What is the help that Bernanke’s Fed needs? It can’t do all the heavy lifting, if more fiscal stimulus isn’t forthcoming. A good place to start is forgiving some of the $trillions in delinquent real estate debt incurred during the Great Recession. Real estate is hurting so much because it is estimated 25 percent of home loans are under water—i.e., have more loan than equity in their property. So the quickest way to bring down their debt load—which is holding back consumers spending—is to forgive some amount of the underwater mortgage principal, with some kind of loan modification.

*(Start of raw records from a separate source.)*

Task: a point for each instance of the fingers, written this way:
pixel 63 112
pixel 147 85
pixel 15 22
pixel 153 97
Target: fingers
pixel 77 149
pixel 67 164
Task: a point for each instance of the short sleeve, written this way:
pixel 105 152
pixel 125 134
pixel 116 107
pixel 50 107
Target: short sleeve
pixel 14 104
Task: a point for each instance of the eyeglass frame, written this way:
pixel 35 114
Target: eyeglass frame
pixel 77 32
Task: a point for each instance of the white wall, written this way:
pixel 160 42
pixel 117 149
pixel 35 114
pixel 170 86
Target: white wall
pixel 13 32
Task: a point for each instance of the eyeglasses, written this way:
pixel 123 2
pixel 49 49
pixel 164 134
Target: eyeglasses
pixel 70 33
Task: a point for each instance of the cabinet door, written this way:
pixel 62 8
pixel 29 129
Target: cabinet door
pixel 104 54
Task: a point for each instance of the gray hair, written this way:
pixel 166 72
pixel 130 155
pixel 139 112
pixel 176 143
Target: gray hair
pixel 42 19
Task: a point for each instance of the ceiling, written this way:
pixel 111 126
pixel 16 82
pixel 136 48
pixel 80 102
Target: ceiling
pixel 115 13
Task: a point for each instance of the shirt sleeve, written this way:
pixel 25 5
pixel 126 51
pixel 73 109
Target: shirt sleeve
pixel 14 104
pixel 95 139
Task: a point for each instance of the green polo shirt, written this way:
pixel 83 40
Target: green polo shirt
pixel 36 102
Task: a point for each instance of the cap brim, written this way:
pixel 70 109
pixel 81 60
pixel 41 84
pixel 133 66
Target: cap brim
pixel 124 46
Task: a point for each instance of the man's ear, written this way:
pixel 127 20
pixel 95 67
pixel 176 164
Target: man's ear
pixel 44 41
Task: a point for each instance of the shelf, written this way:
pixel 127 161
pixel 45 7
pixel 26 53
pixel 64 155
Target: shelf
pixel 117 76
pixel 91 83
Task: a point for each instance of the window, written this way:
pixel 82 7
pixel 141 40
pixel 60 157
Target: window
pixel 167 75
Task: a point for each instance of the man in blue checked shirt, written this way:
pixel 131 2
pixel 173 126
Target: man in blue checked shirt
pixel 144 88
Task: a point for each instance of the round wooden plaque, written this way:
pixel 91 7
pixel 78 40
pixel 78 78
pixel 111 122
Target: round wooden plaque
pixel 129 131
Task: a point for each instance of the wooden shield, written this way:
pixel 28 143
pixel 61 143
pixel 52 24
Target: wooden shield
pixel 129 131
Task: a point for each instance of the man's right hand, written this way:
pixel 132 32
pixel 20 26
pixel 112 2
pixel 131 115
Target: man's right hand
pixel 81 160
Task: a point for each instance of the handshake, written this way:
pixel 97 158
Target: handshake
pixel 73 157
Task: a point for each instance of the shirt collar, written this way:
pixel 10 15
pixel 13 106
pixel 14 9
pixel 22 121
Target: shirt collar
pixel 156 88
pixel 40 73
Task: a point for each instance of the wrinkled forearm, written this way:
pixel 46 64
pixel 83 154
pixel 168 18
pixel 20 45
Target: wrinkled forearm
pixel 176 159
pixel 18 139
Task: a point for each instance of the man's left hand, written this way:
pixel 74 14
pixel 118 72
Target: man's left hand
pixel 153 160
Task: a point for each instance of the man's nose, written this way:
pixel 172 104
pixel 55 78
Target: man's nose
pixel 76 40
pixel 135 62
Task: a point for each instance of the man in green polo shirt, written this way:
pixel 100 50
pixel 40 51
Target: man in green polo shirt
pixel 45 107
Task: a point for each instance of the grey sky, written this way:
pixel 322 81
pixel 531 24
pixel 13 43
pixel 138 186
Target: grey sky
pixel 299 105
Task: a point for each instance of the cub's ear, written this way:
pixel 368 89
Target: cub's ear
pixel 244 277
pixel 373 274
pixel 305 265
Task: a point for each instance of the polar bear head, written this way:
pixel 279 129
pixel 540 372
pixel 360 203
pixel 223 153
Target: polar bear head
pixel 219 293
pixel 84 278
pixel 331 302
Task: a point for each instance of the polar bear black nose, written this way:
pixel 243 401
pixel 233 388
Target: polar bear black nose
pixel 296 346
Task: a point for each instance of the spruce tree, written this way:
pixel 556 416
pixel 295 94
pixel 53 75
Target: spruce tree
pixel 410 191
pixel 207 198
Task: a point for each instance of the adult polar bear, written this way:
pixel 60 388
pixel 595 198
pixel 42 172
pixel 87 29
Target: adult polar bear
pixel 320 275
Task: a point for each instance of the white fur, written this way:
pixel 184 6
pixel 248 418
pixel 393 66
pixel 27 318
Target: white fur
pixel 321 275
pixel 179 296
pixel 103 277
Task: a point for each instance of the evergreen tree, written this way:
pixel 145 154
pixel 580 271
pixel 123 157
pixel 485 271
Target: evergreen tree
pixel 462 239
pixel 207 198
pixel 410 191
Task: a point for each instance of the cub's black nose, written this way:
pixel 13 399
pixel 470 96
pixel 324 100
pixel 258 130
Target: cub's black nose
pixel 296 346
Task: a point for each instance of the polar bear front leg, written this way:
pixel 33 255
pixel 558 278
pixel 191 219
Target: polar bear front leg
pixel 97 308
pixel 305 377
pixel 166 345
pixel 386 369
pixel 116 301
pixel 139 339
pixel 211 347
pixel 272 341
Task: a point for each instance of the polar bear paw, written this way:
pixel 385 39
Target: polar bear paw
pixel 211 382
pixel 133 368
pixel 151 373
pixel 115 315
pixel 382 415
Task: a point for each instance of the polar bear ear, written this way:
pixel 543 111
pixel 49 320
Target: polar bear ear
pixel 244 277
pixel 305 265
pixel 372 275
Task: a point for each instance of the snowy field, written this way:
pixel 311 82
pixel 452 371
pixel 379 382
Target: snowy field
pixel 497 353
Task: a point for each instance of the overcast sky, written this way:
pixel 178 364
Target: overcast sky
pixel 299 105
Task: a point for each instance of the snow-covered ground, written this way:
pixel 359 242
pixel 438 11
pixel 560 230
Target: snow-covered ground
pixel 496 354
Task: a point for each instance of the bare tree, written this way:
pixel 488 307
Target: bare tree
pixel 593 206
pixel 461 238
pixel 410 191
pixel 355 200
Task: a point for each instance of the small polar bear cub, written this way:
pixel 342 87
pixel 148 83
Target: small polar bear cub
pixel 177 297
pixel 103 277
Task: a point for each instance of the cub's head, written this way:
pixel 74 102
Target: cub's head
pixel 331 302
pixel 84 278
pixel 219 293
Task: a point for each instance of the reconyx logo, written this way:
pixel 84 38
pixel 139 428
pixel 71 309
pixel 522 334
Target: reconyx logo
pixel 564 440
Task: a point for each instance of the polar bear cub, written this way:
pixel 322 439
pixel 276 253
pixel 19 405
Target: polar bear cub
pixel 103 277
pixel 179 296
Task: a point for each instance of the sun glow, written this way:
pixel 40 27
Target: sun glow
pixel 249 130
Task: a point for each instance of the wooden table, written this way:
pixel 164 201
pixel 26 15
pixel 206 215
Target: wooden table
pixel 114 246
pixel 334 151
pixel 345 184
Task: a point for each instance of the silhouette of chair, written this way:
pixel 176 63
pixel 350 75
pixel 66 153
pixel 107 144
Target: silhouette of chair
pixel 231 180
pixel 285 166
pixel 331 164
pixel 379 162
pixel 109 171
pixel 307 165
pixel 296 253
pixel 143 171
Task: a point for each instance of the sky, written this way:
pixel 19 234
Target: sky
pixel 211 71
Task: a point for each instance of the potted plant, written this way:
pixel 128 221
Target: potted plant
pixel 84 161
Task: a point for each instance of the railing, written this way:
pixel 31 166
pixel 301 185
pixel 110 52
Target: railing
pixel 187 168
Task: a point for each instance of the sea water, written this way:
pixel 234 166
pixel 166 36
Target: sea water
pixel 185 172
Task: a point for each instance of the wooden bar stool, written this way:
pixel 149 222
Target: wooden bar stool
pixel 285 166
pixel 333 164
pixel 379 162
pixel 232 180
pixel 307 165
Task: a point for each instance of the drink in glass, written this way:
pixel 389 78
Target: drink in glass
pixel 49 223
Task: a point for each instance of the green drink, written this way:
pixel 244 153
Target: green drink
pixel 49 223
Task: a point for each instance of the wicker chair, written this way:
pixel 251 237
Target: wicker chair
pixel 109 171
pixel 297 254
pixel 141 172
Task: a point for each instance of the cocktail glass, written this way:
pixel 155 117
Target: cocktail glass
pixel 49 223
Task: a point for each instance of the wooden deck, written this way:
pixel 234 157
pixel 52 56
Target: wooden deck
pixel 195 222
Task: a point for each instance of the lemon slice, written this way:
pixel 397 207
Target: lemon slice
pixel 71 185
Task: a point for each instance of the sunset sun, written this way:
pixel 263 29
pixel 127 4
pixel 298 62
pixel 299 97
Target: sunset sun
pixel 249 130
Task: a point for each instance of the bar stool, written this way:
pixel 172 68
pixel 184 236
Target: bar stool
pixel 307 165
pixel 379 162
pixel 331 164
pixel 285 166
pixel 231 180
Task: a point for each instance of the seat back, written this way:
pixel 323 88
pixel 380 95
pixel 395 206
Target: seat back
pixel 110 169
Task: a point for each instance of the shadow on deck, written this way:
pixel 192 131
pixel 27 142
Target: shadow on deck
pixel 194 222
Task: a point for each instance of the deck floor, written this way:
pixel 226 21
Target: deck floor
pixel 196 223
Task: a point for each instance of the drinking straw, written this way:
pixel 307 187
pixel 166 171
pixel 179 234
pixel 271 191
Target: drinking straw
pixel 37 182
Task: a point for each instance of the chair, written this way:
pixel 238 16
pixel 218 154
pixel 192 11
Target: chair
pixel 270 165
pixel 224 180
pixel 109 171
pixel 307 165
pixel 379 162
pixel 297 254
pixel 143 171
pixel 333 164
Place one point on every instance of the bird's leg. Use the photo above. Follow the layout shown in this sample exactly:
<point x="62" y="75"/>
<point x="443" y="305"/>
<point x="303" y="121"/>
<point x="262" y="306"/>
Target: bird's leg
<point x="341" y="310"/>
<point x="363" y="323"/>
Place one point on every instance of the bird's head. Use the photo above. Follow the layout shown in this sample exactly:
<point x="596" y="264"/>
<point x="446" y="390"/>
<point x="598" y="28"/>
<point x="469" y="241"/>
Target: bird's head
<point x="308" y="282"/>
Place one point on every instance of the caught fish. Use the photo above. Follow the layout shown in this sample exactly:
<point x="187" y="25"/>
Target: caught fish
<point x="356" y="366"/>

The first quarter 2011 Federal Reserve so-called Flow of Funds report shows just how much is already “forgiven”, in some sense. Much of homeowners’ equity has been lost with so many foreclosures and short sales, of course. But homeowners are also paying down debt in record amounts.
The Fed estimated that the value of household real estate fell $339 billion in Q1 to $16.1 trillion in Q1 2011, from just under $16.5 trillion in Q4 2010. The value of household real estate has fallen $6.6 trillion from the peak - and is still falling in 2011.
In Q1 2011, household percent equity (of household real estate) declined to 38.1 percent as the value of real estate assets fell by $339 billion. A note by Calculated Risk says something less than one-third of households have no mortgage debt. So the approximately 50+ million households with mortgages have far less than 38.1 percent equity - and 10.9 million households have negative equity.
But banks are reluctant to modify loans unless urged by the White House, banking regulators, and/or Congress, even though it is also in their interest to take the delinquent mortgages off their books. And there has been no requirement that mortgage holders/servicers do so, even with the HAMP loan modification program.
Creditors—or rentiers in Europe—were also calling the tune at the beginning the Great Depression in the Hoover Administration. Roosevelt understood this, and instituted inflationary measures by increasing government spending, with regulations that controlled the banking speculation that caused the credit bubble—i.e., highly leveraged bank loans with no regard to risk. It took some inflation to get the economy growing again. In other words, it was the debtors turn to recover, which ultimately brought us out of the Great Depression.
The Roosevelt Administration actually refinanced more than 1 million homes under the Home Owners’ Loan Corporation from 1933-35, with bonds sold to the banks. It also bought many homes lost to foreclosure and rented them back, until they could be sold into the private market. Can we imagine what could be done today with that same political will? One million homeowners then would translate to at least 5 million today, when it is estimated there are no more than 8 million homes in various stages of delinquency. That is, if there is the political will to clean up the real estate mess.